I am middle tier management at a global accounting firm doing an ok job with unrealistic stress put on us. Proper corporate bollocks. I don't hate it, it pays ok and it's intellectually stimulating often enough that it doesn't bore me. That's about it though. So I'm normal/fine ( I got the best GCSEs in my year for context, Russell group uni but not oxbridge).

My brother was the same (he was more able, firsts, phds etc). Had a good but not stellar job.
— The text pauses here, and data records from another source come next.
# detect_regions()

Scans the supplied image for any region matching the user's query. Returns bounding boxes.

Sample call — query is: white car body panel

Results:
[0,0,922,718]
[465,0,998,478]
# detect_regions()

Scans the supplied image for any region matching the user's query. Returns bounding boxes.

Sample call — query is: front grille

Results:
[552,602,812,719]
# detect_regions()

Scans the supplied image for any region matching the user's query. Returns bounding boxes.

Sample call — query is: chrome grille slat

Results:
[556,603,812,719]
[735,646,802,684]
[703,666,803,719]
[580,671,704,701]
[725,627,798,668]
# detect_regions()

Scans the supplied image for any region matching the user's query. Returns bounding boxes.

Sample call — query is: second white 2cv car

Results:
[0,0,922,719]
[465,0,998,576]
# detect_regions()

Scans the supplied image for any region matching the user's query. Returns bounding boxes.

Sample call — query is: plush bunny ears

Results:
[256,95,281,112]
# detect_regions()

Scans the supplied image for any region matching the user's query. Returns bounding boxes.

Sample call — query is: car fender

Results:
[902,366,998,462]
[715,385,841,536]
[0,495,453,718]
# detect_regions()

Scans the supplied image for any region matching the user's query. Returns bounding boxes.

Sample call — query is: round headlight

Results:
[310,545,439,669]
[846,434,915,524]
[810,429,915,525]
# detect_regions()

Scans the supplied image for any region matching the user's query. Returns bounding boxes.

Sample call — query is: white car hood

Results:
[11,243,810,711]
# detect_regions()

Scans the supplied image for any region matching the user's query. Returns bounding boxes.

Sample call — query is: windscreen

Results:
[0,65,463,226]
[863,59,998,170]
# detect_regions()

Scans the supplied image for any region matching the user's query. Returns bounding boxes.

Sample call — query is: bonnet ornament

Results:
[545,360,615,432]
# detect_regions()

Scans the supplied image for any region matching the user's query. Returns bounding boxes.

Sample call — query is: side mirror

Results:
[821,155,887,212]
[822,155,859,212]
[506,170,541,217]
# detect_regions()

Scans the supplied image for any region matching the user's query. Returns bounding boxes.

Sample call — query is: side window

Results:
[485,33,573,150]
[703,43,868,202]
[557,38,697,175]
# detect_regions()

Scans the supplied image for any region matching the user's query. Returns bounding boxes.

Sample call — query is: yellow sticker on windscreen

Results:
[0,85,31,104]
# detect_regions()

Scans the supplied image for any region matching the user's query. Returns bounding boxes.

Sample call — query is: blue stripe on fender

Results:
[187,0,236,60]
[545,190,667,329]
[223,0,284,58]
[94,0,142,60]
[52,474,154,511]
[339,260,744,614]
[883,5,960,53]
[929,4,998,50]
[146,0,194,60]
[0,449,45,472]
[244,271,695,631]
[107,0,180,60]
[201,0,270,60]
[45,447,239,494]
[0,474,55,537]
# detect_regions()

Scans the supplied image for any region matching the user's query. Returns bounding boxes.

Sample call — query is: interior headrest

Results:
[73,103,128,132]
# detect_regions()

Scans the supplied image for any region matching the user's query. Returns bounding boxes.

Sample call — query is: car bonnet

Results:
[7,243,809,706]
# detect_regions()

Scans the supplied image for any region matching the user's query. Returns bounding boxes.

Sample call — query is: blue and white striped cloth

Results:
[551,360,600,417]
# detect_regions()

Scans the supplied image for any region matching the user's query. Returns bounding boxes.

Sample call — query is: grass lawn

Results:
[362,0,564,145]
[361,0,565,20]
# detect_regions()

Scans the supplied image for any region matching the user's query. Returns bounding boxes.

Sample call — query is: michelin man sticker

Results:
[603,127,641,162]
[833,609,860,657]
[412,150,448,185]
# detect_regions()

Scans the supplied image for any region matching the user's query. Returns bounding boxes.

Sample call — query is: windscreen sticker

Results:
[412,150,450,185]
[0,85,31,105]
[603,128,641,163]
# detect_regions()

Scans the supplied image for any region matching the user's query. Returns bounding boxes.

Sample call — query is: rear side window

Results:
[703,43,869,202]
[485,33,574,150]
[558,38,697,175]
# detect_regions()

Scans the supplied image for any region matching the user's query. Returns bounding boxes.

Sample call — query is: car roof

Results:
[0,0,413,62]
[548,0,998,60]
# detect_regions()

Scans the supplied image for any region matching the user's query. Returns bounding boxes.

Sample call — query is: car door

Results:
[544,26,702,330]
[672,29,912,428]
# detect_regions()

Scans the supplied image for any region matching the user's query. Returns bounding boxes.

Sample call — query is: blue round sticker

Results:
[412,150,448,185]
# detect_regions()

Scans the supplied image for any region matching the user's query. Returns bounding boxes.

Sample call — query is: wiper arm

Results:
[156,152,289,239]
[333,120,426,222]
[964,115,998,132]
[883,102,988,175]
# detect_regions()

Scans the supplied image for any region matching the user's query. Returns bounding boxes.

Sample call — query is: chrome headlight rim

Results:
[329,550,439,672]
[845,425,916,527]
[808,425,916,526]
My cousin was like my brother with the firsts/phds then a Sahm for years then retrained to be a teacher.

Both cousin and brother interviewed for oxbridge but both state school educated and quite shy so got very nervous and intimidated. Both had peers who went but they were more confident if slightly less academic.

When I look at the people in my organisation who get to the top it's self belief and confidence. Also putting themselves first rather than the team sadly - high degree of self interest and sharp elbows. Not intelligence.